2024 – 22 March to be precise – marks the centenary of the birth of Michael Hamburger. He seems, sadly, to be more remembered these days rather more for his translations of and associations with great German writers than for his own poetry and criticism. That sense was reinforced by the first publication in English, in 2002, of W. G. Sebald’s Die Ringe des Saturn, chapter XII of which features a visit which Sebald’s narrator pays on Hamburger at his house in Middleton, Suffolk; Tacita Dean’s subsequent, extraordinarily beautiful film (2007; details available here) on Hamburger commissioned as a response to Sebald’s writing for the wonderful Waterlog exhibition; and the fact that Hamburger had translated two of Sebald’s poetry collections. (I wrote here, six years ago, about some of the connections between Hamburger and Sebald.)
To mark Hamburger’s centenary, this year I will periodically write about some of his writings, chiefly from the last third of his life when his poems, especially his nature poems, took on what I slightly hesitate to call a mystical quality. He’d never been a flashy poet, but, having taught at many universities in England and the USA, he was acquainted with poets of many different schools and styles, and his approach in his later years produced a more direct, informally formal poetry in which his thoughts were clearer and more powerful and affecting for being so.

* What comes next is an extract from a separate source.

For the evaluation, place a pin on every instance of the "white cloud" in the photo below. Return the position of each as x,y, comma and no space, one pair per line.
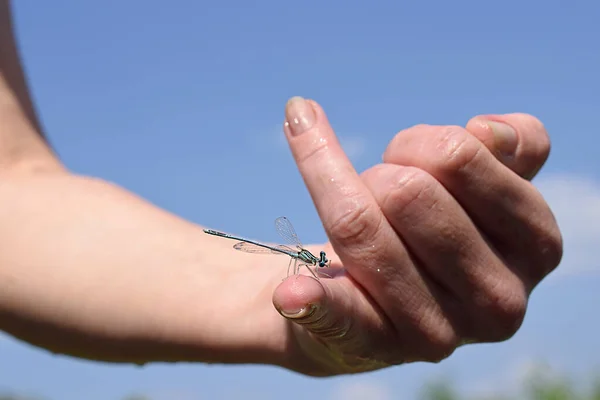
363,389
575,201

His late poems for me, are inspirational, as I hope I will show.
In 1981 (when Hamburger was the same age as I am now), Carcanet published his marvellous collection Variations which consisted of two sequences, ‘Travelling’ and ‘In Suffolk’, the second of which is particularly fine. Below, though, is a short, dizzying extract from part VIII (of IX) of ‘Travelling’, describing his weariness at the restlessness of moving by flight between positions and places elsewhere.

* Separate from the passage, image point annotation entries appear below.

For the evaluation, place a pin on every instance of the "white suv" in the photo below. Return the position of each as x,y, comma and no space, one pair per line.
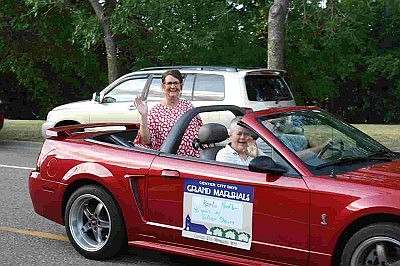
203,85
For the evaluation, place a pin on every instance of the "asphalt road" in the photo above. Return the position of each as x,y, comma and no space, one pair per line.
29,239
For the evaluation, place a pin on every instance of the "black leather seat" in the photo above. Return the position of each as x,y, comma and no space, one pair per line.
209,135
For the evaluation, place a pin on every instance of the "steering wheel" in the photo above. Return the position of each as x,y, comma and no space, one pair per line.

Estranged. By those global routes,
All curved now, all leading back
Not to the starting-point
But through it, beyond it, out again,
Back again, out. As the globe rotates
So does the traveller, giddy with turning, turning
And no return but for more departure,
No departure that’s not a return.
To what? To a home beyond home,
Beyond difference, indifference, sameness;
Beyond himself, who is here and there,
Who is nowhere, everywhere, in a season endlessly turning.